This excerpt taken from the SWY DEF 14A filed Mar 27, 2009.
We generally have not entered into severance or change in control agreements with our executive officers providing for a cash payment in the event of a change in control or an executives termination of employment, whether such termination is voluntary, for cause or otherwise, and we do not currently have any such agreements in place with any of our executive officers.
No named executive officer currently has an employment agreement that provides a specific term of employment with us. Accordingly, the employment of any such executive officer may be terminated at any time at the discretion of our Board.
Under our Retirement Plans, in the event of a termination of employment of a named executive officer for any reason, including in connection with a change in control, the named executive officer is entitled to receive any vested retirement benefits that have accumulated as of the date of termination. For a discussion of the benefits that would be payable and the manner of payment to our named executive officers under the Retirement Plans and Mr. Burds SERP assuming a termination of employment as of January 3, 2009, see the section titled Pension Benefits above. Under our Executive Deferred Compensation Plans, in the event of a termination of employment of a named executive officer for any reason, including in connection with a change in control, the named executive officer is entitled to receive his or her account balance under such Plan as of the date of termination. For a discussion of the amounts payable and manner of payment to each of our named executive officers under our Executive Deferred Compensation Plans assuming a termination of employment as of January 3, 2009, see the section titled Non-Qualified Deferred Compensation above.
Acceleration of Options and Restricted Stock Upon a Change in Control. In the event we undergo a change in control, the 1999 Equity Plan and the 2007 Equity Plan provide that unvested stock options and unvested restricted stock will accelerate and become vested. The Blackhawk restricted stock that was granted to certain of the named executive officers in 2006 does not vest in the event of a change in control of the Company or Blackhawk. Below is a table that displays the 2008 fiscal year-end values of stock options that would vest upon a change in control.

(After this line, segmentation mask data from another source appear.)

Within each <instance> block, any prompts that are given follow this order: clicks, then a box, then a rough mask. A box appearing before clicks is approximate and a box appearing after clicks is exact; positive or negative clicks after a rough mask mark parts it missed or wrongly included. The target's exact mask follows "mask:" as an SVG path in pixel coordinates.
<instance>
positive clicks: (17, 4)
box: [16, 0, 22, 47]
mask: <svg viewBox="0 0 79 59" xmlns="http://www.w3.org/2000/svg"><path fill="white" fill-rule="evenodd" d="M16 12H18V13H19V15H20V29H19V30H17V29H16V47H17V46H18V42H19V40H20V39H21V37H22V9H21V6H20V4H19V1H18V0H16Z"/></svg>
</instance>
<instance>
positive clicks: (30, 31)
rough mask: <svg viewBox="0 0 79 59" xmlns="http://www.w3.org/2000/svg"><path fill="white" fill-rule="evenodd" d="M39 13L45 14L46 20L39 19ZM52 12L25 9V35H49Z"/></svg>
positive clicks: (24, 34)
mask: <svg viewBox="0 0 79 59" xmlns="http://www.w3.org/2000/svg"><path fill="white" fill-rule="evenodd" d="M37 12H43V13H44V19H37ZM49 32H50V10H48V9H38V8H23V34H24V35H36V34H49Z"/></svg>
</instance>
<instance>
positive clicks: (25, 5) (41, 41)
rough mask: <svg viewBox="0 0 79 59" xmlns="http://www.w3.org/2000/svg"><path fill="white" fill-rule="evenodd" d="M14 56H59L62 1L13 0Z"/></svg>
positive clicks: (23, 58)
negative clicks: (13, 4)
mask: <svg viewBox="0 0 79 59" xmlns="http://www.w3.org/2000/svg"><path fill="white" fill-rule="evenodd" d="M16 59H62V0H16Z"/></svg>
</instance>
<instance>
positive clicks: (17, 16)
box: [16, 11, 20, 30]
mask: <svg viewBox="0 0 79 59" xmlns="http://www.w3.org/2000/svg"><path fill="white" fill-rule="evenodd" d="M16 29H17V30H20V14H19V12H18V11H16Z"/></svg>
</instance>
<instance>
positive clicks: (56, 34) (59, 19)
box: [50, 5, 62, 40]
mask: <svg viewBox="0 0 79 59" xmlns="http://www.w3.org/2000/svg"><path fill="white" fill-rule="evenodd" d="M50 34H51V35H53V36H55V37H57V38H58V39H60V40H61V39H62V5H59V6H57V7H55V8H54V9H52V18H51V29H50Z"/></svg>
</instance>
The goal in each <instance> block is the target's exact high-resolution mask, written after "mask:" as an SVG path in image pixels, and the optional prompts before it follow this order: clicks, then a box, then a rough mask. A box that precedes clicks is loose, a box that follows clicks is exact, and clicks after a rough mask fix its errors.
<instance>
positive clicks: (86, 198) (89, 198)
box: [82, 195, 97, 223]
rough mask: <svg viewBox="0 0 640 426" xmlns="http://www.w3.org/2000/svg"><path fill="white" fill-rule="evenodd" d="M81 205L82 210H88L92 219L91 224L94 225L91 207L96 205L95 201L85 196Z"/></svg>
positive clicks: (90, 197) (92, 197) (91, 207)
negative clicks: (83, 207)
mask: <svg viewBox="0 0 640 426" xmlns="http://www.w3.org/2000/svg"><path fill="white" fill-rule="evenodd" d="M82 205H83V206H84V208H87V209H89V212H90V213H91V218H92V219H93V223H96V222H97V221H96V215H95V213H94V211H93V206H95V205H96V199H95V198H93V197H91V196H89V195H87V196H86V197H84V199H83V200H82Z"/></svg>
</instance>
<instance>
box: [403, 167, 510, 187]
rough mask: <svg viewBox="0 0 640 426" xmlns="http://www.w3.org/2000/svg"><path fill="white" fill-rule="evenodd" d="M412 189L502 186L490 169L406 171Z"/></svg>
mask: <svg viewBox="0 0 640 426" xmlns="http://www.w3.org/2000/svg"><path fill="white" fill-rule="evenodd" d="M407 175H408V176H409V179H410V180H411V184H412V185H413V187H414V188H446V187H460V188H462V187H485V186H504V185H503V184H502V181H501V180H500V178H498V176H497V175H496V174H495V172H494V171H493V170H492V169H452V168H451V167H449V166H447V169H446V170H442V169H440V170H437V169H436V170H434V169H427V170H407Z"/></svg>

Benefits Payable Upon Death. Under the ERP or Retirement Restoration Plan, the accumulated benefit of each of the named executive officers will be payable if the executive dies after becoming vested or if death occurs prior to vesting but while the executive is still an employee. Under the Retirement Restoration Plan II, accumulated benefits are payable only if death occurs after age 55 while still an employee. The executive officers beneficiary can receive the executives accumulated benefits in the form of a lump sum (ERP only), an annuity paid monthly, if the beneficiary is the surviving spouse, or in installments (the required form of payment if the beneficiary is not the surviving spouse). In addition, under the RRP, each of the named executive officers (as well as other executives of the Company) is entitled to payment of a special death benefit if any of such individuals dies while employed as an executive officer or after retiring as an executive officer, regardless of age. Under the special death benefit, if any of the named executive officers dies while employed as an executive officer, the named executive officers beneficiary will receive a single lump sum payment equal to four times the executives base salary at the time of death up to a maximum of $4 million, less any amount otherwise payable by Company-provided life insurance. The life insurance beneficiaries of a named executive officer who retires after age 55 will be entitled to benefits at the time of the former executive officers death as follows: (1) for death before age 70, the benefit is 100% of the former executive officers final average compensation at the time of death, with a maximum benefit of $1 million; or (2) for death after age 70, the benefit is 25% of the amount determined in (1) above. In December 2008, our Board amended the special death benefit to eliminate the post-retirement death benefit for any current employees below the level of Senior Vice President who are promoted to the position of Senior Vice President or higher on or after December 15, 2008 and for any new employees who join the Company on or after December 15, 2008.
Set forth in the table below are (i) the fiscal year-end values of stock options that would vest upon a change in control and (ii) the amount that would have been payable to the beneficiaries of each of our named executive officers pursuant to the special death benefit under the RRP had such benefit been triggered as of January 3, 2009.
Operating Bonus Plan and Capital Bonus Plan. In the event an executive officers employment terminates on or after the last day of the fiscal year and before actual bonuses are paid, whether due to resignation, retirement, disability or otherwise, the Executive Compensation Committee retains the discretion to determine whether the executive is entitled to a bonus payout based on that fiscal years results under the Operating Bonus Plan and the Capital Bonus Plan. The estimated payout under these plans is described in the Grants of Plan-Based Awards Table earlier in this Proxy Statement.
Perquisites. No perquisites, described in footnote 7 to the Summary Compensation Table in this Proxy Statement, continue after termination of employment.